第二类明显是 \(trivial\) 的。
预处理前缀后缀直接算就好。
仔细思考。不难发现可以预处理 \(f_i, g_i\) 分别表示以 \(i\) 开头的最长前缀,以及以 \(i\) 开头的最长后缀。
答案即为:
\[\sum_{i = 1} ^ {n} \sum_{j = i + |T|} ^ {n} [f_i + g_i > |T|] (f_i + g_i - |T| + 1)
\]
考虑扫描线快速计算。
从右向左枚举 \(i\),用两个树状数组维护 \(|T| - g_i\) 即可。
Code
#include <iostream>
#include <algorithm>
#include <cstdio>
#include <array>
#include <cassert>
#define int long long
using namespace std;
#ifdef ONLINE_JUDGE
#define getchar() (p1 == p2 && (p2 = (p1 = buf) + fread(buf, 1, 1 << 21, stdin), p1 == p2) ? EOF : *p1++)
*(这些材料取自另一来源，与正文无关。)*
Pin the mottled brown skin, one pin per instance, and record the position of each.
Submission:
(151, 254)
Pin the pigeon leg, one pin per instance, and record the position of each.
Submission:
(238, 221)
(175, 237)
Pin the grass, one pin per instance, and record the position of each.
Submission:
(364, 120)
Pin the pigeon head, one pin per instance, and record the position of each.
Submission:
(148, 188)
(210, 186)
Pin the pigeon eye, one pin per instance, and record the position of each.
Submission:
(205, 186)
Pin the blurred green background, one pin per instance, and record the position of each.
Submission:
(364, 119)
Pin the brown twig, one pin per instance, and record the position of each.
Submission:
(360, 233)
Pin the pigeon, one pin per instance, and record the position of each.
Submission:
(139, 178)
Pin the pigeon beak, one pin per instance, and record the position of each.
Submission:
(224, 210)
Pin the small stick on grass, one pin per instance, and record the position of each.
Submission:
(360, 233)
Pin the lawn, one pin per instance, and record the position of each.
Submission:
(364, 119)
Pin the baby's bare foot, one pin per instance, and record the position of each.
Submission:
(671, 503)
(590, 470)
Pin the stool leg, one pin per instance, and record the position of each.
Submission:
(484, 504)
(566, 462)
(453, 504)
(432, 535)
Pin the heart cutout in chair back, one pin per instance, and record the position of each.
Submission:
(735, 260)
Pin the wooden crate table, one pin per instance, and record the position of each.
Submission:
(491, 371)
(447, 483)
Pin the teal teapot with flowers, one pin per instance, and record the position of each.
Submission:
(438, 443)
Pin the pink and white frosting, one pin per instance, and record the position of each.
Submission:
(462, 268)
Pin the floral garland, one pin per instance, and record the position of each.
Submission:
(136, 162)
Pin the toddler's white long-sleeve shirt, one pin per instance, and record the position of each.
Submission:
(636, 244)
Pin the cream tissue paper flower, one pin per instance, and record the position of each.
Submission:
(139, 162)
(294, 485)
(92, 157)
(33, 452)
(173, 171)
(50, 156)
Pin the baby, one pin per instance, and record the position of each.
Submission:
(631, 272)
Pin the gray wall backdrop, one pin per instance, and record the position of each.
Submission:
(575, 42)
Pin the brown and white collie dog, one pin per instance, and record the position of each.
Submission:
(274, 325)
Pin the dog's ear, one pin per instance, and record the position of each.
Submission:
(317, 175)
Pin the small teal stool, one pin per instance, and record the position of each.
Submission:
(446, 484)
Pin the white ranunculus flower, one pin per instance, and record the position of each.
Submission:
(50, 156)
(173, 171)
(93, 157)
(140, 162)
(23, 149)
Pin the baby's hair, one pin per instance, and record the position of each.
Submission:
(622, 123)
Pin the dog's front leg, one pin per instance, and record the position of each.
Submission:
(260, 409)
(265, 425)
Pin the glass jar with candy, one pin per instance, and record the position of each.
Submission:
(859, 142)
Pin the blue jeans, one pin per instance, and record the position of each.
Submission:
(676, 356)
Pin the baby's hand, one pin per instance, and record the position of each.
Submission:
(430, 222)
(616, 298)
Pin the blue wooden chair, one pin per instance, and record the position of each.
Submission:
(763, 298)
char buf[1 << 23], *p1 = buf, *p2 = buf, ubuf[1 << 23], *u = ubuf;
#endif
int read() {
int p = 0, flg = 1;
char c = getchar();
while (c < '0' || c > '9') {
if (c == '-') flg = -1;
c = getchar();
}
while (c >= '0' && c <= '9') {
p = p * 10 + c - '0';
c = getchar();
}
return p * flg;
}
string read_() {
string ans;
char c = getchar();
while (c < 'a' || c > 'z')
c = getchar();
while (c >= 'a' && c <= 'z')
ans += c, c = getchar();
return ans;
}
void write(int x) {
if (x < 0) {
x = -x;
putchar('-');
}
if (x > 9) {
write(x / 10);
}
putchar(x % 10 + '0');
}
const int N = 8e5 + 5, mod = 147744151;
namespace Hash {
int gethash(string s) {
int ans = 0;
for (auto x : s)
ans = ans * 131ll % mod + x;
return ans;
}
array <int, N> idx;
void init() {
idx[0] = 1;
for (int i = 1; i <= 8e5; i++)
idx[i] = idx[i - 1] * 131ll % mod;
}
void getarray(array <int, N> &isl, string &s) {
for (int i = 1; i < (int)s.size(); i++)
isl[i] = isl[i - 1] * 131ll % mod + s[i];
}
int query(array <int, N> &hs, int l, int r) {
if (!l) return 0;
return (hs[r] - hs[l - 1] * idx[r - l + 1] % mod + mod) % mod;
}
}
namespace Bit1 {
array <int, N> edge;
int lowbit(int x) {
return x & -x;
}
void modify(int x, int y, int n) {
assert(x);
while (x <= n) {
edge[x] += y;
x += lowbit(x);
}
return;
}
int query(int x) {
int ans = 0;
while (x) {
ans += edge[x];
x -= lowbit(x);
}
return ans;
}
}
namespace Bit2 {
array <int, N> edge;
int lowbit(int x) {
return x & -x;
}
void modify(int x, int y, int n) {
while (x <= n) {
edge[x] += y;
x += lowbit(x);
}
return;
}
int query(int x) {
int ans = 0;
while (x) {
ans += edge[x];
x -= lowbit(x);
}
return ans;
}
}
array <int, N> f, g;
array <int, N> hsS, hsT;
signed main() {
string s = " " + read_(), t = " " + read_();
int n = s.size() - 1, m = t.size() - 1;
Hash::init();
Hash::getarray(hsS, s), Hash::getarray(hsT, t);
for (int i = 1; i <= n; i++) {
int l = i, r = n;
int ans = i;
while (l <= r) {
int mid = (l + r) >> 1;
if (Hash::query(hsS, i, mid) ==
Hash::query(hsT, 1, mid - i + 1)) ans = mid + 1, l = mid + 1;
else r = mid - 1;
}
f[i] = ans - i;
l = i - m - 1, r = i;
ans = i;
while (l <= r) {
int mid = (l + r) >> 1;
/* write() */
if (Hash::query(hsS, mid, i) ==
Hash::query(hsT, m - i + mid, m)) ans = mid - 1, r = mid - 1;
else l = mid + 1;
}
g[i] = i - ans;
f[i] = min(f[i], m - 1);
g[i] = min(g[i], m - 1);
}
int ans = 0;
for (int i = 1; i <= n - m + 1; i++)
if (Hash::query(hsS, i, i + m - 1) == Hash::query(hsT, 1, m))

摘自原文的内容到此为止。